Amid claims the traditional console business is on its last legs and reports about the power of the next Xbox and PlayStation 4, the boss of Avalanche Studios, the developer of the Just Cause series, has warned better looking games on next generation consoles "won't save the game industry".


Christofer Sundberg told Eurogamer that it is essential the next consoles from Microsoft and Sony combine the strengths of the Xbox 360 and PlayStation 3 with new business models so those who invest in making games see a suitable return.
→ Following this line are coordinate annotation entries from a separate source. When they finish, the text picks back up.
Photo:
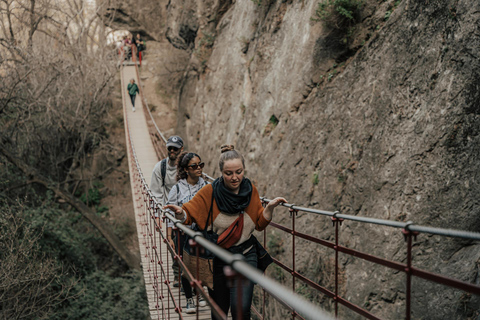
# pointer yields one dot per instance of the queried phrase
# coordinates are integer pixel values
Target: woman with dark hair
(190, 181)
(237, 211)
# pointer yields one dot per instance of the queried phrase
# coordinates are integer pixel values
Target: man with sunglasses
(164, 177)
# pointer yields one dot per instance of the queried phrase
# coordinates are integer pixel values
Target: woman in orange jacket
(236, 209)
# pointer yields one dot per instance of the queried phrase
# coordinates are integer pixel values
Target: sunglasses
(195, 166)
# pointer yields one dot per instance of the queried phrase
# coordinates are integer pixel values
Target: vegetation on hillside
(60, 259)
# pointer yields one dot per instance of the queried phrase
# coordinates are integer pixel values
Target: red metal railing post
(178, 256)
(264, 204)
(336, 223)
(293, 214)
(233, 278)
(194, 244)
(407, 234)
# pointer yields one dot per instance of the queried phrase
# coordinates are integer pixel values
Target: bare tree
(56, 69)
(26, 275)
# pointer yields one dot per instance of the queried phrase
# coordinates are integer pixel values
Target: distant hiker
(237, 211)
(140, 43)
(164, 177)
(190, 181)
(132, 91)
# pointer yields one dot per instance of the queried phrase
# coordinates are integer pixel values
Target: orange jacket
(197, 209)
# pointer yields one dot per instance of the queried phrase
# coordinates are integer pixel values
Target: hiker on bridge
(190, 181)
(140, 43)
(237, 209)
(164, 177)
(132, 89)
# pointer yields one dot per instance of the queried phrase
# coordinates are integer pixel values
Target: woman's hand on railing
(267, 213)
(178, 211)
(158, 224)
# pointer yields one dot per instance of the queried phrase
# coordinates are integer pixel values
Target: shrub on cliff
(339, 14)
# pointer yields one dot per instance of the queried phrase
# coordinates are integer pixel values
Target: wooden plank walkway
(147, 159)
Last month Ben Cousins, manager of Ngmoco Stockholm, predicted that in the next few years there will exist a free-to-play equivalent of single-player RPG Skyrim.


"I believe that single-player will be the next to be cracked in terms of freemium monetisation," he said. "And I'm talking about traditional, story-based, scripted, linear and non-linear single-player that we see on consoles.


"I am totally 100 per cent confident - I will bet large amounts of money - that we will have, in the next few years, a free-to-play equivalent of Skyrim. A game like Skyrim, where you accrue skills and equipment over time, that you can play for hundreds of hours, is actually one of the easiest games to develop for a free-to-play model. That would be a big hit."


Cousins said the future is freemium games where micro-transactions include gameplay features and functions that cause positive reactions. The average lifetime spend by a gamer here will be $60, predicted Cousins - the price of a new, boxed game. The difference is, however, that the audience for these games is potentially much larger than that for console games.


For Sundberg, who has teams working on next-generation games now for release in 2013 and 2014, Ngmoco's vision of the future is only "partly true".


"To sound exceptionally boring, I can't comment much on next-gen platforms," he said. "However, better looking games won't save the games industry - I can say that much.


"What companies such as Ngmoco have been talking about very actively in the press is partly true. Traditional business models are dead and if you want to survive as an independent studio you have to think outside the box."


Sundberg stopped short of agreeing with some commentators who have predicted the death of consoles. He imagines next-generation hardware fusing what hardcore console gamers expect with new ways for publishers to make money.


"I don't believe in the F2P model either and consoles are far from dead," he said. "How we combine the traditional consoles with new business models will be absolute key to success - not one way or the other.


"Since the recession of 2008/09 everybody has been looking for that Silver-bullet to save the games industry and jumps on every opportunity there is - developing a quirky PSN/XBLA game or building your own F2P game. That is suicide."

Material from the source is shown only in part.